Bayesian Mapping of Mortality Clusters (2407.19135v2)

Abstract: Disease mapping analyses the distribution of several disease outcomes within a territory. Primary goals include identifying areas with unexpected changes in mortality rates, studying the relation among multiple diseases, and dividing the analysed territory into clusters based on the observed levels of disease incidence or mortality. In this work, we focus on detecting spatial mortality clusters, that occur when neighbouring areas within a territory exhibit similar mortality levels due to one or more diseases. When multiple causes of death are examined together, it is relevant to identify not only the spatial boundaries of the clusters but also the diseases that lead to their formation. However, existing methods in literature struggle to address this dual problem effectively and simultaneously. To overcome these limitations, we introduce Perla, a multivariate Bayesian model that clusters areas in a territory according to the observed mortality rates of multiple causes of death, also exploiting the information of external covariates.

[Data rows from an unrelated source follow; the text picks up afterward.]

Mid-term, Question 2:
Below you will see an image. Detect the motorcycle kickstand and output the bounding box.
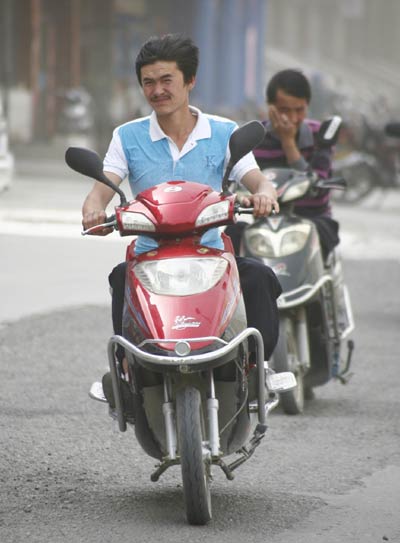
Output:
[336,339,354,385]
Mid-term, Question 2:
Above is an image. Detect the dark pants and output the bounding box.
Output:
[108,257,282,360]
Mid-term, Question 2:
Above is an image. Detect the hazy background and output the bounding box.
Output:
[0,0,400,170]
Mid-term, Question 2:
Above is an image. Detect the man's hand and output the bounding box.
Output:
[239,190,279,217]
[238,169,279,217]
[268,105,297,141]
[82,210,113,236]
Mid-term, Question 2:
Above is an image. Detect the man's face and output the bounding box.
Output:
[140,60,194,116]
[273,89,308,130]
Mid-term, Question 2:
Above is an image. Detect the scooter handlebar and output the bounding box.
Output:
[81,215,117,236]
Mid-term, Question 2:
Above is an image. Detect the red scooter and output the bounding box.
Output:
[66,121,296,524]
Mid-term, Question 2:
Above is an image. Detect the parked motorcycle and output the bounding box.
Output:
[66,121,296,525]
[333,116,400,204]
[233,117,354,414]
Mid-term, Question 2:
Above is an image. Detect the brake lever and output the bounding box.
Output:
[81,215,117,236]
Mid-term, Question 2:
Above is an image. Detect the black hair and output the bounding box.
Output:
[266,69,311,104]
[135,34,199,85]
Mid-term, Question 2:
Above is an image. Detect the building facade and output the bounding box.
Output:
[0,0,267,150]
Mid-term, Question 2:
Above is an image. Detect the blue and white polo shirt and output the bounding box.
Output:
[104,106,258,253]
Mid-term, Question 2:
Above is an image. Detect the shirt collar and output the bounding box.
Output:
[149,106,211,141]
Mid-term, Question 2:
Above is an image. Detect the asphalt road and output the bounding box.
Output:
[0,173,400,543]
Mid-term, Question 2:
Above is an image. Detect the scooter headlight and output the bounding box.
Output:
[245,224,311,258]
[196,200,229,226]
[134,257,228,296]
[121,211,156,232]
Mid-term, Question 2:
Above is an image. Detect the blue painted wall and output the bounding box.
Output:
[192,0,267,113]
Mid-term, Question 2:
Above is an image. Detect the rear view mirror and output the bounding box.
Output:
[229,121,265,164]
[315,115,342,149]
[385,122,400,138]
[222,121,265,195]
[65,147,127,205]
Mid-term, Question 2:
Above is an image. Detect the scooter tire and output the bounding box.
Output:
[176,386,212,526]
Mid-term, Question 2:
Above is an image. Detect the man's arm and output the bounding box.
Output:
[241,168,279,217]
[82,172,122,236]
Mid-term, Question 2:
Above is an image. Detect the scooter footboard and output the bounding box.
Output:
[108,328,266,432]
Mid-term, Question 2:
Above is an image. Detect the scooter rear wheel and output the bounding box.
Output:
[273,317,304,415]
[176,386,212,525]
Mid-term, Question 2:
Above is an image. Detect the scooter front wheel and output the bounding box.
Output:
[176,386,212,525]
[273,317,304,415]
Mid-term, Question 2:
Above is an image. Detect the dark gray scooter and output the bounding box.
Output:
[234,117,354,414]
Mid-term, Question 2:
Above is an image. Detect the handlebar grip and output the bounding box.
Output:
[81,215,117,236]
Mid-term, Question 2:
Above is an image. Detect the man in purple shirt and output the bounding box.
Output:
[227,69,339,256]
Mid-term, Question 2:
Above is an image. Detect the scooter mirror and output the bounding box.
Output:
[385,122,400,138]
[229,121,265,164]
[315,115,342,149]
[65,147,127,205]
[222,121,265,195]
[65,147,104,181]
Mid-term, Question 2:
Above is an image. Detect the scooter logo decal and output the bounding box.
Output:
[272,262,290,277]
[172,315,201,330]
[164,185,183,192]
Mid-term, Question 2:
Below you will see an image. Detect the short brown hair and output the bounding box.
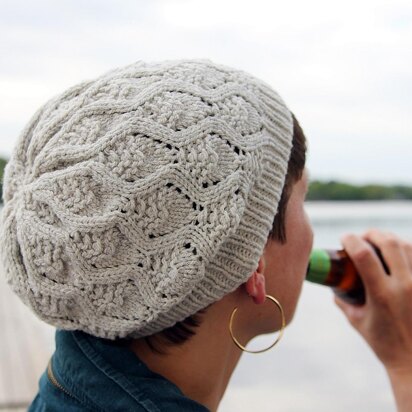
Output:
[118,113,307,354]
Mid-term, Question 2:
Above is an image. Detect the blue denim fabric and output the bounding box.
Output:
[28,329,209,412]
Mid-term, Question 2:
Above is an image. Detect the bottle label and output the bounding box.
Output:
[306,249,331,285]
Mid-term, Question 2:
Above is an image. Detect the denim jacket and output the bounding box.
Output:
[28,329,209,412]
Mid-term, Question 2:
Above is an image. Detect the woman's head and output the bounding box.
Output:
[141,114,312,354]
[0,60,302,339]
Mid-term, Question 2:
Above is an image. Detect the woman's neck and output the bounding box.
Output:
[130,299,248,412]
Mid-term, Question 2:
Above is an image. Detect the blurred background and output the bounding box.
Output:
[0,0,412,412]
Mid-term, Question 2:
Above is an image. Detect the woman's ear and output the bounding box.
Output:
[245,258,266,305]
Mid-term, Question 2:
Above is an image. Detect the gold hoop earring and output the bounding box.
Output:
[229,295,286,353]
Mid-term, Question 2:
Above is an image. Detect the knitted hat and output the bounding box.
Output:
[0,59,293,339]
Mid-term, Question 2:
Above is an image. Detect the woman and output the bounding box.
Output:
[0,60,412,411]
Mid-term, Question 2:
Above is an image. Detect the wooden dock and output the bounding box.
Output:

Our model incorporates the spatial structure of data directly into the clustering probabilities by leveraging the stick-breaking formulation of the multinomial distribution. Additionally, it exploits suitable global-local shrinkage priors to ensure that the detection of clusters depends on diseases showing concrete increases or decreases in mortality levels, while excluding uninformative diseases. We propose an MCMC algorithm for posterior inference that consists of closed-form Gibbs sampling moves for nearly every model parameter. To demonstrate the flexibility and effectiveness of our methodology, we validate Perla with a series of simulation experiments and two extensive case studies.